The practical effects of that refusal are visible in the Federal Assembly every Wednesday afternoon. Question Time is conducted in a language that belongs, in the deepest sense, to the chamber itself rather than to any of the four regions sending delegates to it. A member from Bratislava-Nova and a member from Nueva Singapur address each other across a linguistic common ground that neither inherited and both chose. That is not a small thing. Older federations have spent generations managing the resentments that accumulate when one regional tongue is elevated above the others; Zandoria has, so far, been spared that particular corrosion.

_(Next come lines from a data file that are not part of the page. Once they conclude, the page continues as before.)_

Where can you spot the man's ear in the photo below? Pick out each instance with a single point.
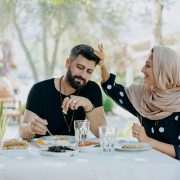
(68, 62)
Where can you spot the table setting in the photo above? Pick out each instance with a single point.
(83, 157)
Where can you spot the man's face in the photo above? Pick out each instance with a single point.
(79, 71)
(147, 70)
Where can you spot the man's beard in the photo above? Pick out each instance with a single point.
(73, 83)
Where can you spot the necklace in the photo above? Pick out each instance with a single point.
(61, 98)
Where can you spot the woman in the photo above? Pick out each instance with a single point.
(156, 102)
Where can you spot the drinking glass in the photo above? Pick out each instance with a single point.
(81, 128)
(107, 138)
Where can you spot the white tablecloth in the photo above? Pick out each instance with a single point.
(89, 165)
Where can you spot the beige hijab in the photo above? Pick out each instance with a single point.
(163, 98)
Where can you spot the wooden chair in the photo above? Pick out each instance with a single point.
(13, 108)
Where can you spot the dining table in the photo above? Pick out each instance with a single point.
(89, 164)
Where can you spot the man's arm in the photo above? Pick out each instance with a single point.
(96, 116)
(32, 125)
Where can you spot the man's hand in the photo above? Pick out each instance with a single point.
(38, 126)
(74, 102)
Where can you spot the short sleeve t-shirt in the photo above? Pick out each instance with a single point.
(45, 101)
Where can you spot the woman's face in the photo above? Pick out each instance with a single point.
(147, 70)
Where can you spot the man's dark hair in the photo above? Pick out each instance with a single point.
(84, 50)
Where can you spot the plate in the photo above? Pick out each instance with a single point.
(47, 141)
(133, 146)
(45, 152)
(58, 137)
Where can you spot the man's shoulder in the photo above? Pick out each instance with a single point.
(91, 84)
(44, 83)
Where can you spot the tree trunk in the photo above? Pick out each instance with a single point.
(22, 42)
(44, 43)
(157, 26)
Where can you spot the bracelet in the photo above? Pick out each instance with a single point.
(90, 110)
(29, 128)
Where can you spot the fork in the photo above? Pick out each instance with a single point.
(48, 131)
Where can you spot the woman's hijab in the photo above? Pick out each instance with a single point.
(163, 98)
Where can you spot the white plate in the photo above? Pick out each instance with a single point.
(142, 146)
(58, 140)
(58, 137)
(60, 154)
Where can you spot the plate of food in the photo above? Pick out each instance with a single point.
(88, 144)
(15, 144)
(47, 141)
(62, 151)
(133, 146)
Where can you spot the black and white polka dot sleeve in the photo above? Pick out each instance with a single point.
(177, 151)
(118, 94)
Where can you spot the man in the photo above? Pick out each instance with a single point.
(54, 104)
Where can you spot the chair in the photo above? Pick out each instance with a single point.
(13, 108)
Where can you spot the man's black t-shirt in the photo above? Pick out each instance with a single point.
(45, 101)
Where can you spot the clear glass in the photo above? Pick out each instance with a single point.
(107, 138)
(81, 128)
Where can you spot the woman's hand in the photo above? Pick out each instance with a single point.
(139, 132)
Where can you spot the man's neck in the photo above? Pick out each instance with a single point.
(66, 88)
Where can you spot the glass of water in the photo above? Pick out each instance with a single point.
(81, 128)
(107, 138)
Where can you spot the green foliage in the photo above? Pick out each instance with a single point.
(3, 122)
(107, 104)
(126, 132)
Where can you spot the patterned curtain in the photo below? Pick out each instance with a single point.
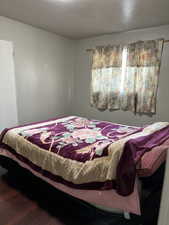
(141, 76)
(106, 77)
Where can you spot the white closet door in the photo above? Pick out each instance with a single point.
(8, 107)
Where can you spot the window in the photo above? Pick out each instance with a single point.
(126, 77)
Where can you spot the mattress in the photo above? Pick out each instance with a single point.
(101, 155)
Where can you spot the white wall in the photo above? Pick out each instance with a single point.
(8, 112)
(81, 105)
(44, 65)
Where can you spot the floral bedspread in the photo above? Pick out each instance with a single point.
(84, 153)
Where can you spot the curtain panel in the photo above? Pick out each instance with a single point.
(126, 77)
(106, 77)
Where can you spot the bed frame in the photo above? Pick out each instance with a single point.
(151, 189)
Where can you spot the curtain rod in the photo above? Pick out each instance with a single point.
(91, 49)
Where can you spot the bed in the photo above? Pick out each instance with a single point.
(96, 161)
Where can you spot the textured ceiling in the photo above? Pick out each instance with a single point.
(85, 18)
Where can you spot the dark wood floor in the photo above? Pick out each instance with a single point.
(25, 203)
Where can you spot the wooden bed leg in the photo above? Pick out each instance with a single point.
(127, 215)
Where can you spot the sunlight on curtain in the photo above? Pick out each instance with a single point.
(126, 77)
(143, 67)
(106, 77)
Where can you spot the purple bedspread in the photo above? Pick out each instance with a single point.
(85, 142)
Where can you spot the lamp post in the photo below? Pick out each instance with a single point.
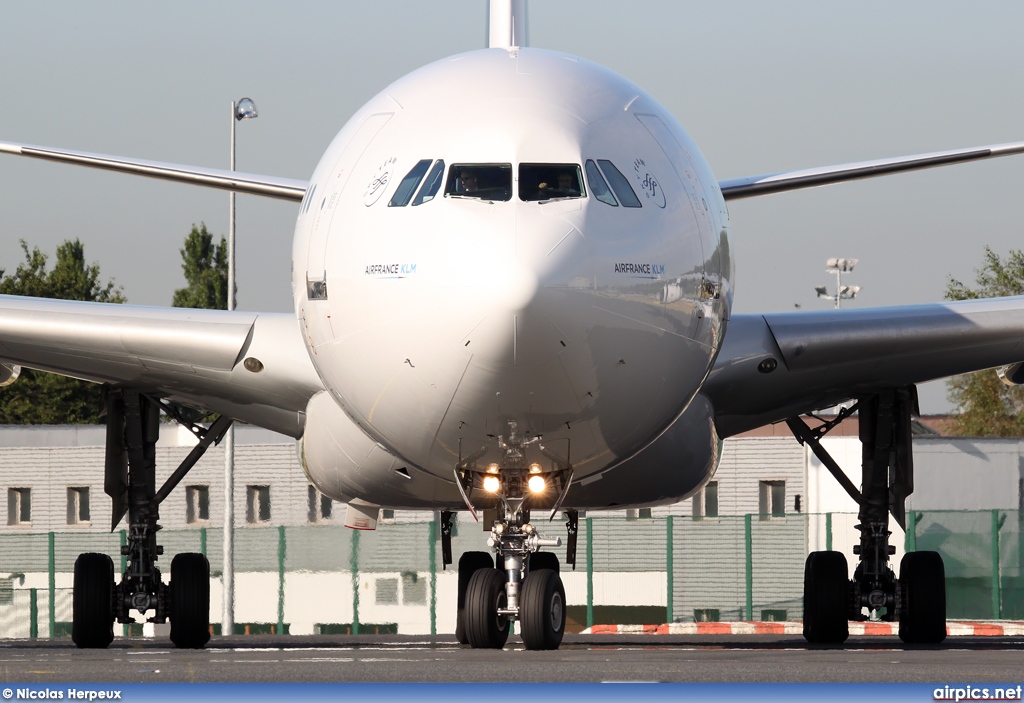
(243, 110)
(839, 266)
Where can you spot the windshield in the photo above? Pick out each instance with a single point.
(485, 181)
(550, 181)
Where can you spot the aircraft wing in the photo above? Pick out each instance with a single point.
(735, 188)
(270, 186)
(198, 357)
(824, 358)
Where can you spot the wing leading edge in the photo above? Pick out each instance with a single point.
(735, 188)
(198, 357)
(824, 358)
(269, 186)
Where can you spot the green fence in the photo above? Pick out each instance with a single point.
(326, 578)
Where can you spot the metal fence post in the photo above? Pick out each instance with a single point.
(670, 592)
(125, 628)
(750, 566)
(996, 586)
(34, 613)
(432, 550)
(590, 572)
(828, 531)
(910, 542)
(282, 552)
(354, 565)
(52, 583)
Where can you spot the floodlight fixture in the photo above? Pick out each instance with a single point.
(245, 110)
(839, 266)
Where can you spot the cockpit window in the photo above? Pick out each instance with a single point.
(403, 193)
(598, 185)
(550, 182)
(621, 186)
(484, 181)
(431, 185)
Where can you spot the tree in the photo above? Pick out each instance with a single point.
(987, 406)
(39, 398)
(205, 266)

The cost is real, however, and we think it honest to name it. Esperanto is a learned language, and the ease with which a citizen learns it tracks, with uncomfortable fidelity, the quality of her early schooling. The Federal Translation Centre's annual reports consistently show that virtual citizens who naturalise from regions with weaker Esperanto instruction arrive at the charter examination at a disadvantage that is not a function of their intelligence or their commitment to the Republic. The language of neutrality is not, in practice, equally accessible to all. That gap is a policy failure, not a philosophical one, and it is within the power of the Federal Cultural Affairs Ministry to address it.

We raise this not to diminish the founding wager but to take it seriously. A language chosen for its neutrality does not stay neutral by inertia; it requires active, funded maintenance of the conditions under which all citizens can meet it on roughly equal terms. The Movado Esperanto-Civitana has made much of the symbolic dimension of Esperanto citizenship, and the symbolism is genuine. But symbols unsupported by instruction budgets are decorative. The thirty-first year of the Republic seems to us a fitting moment to ask whether the Federal Cultural Affairs Ministry's allocation for language education is commensurate with the weight the founding charter placed on the language it chose.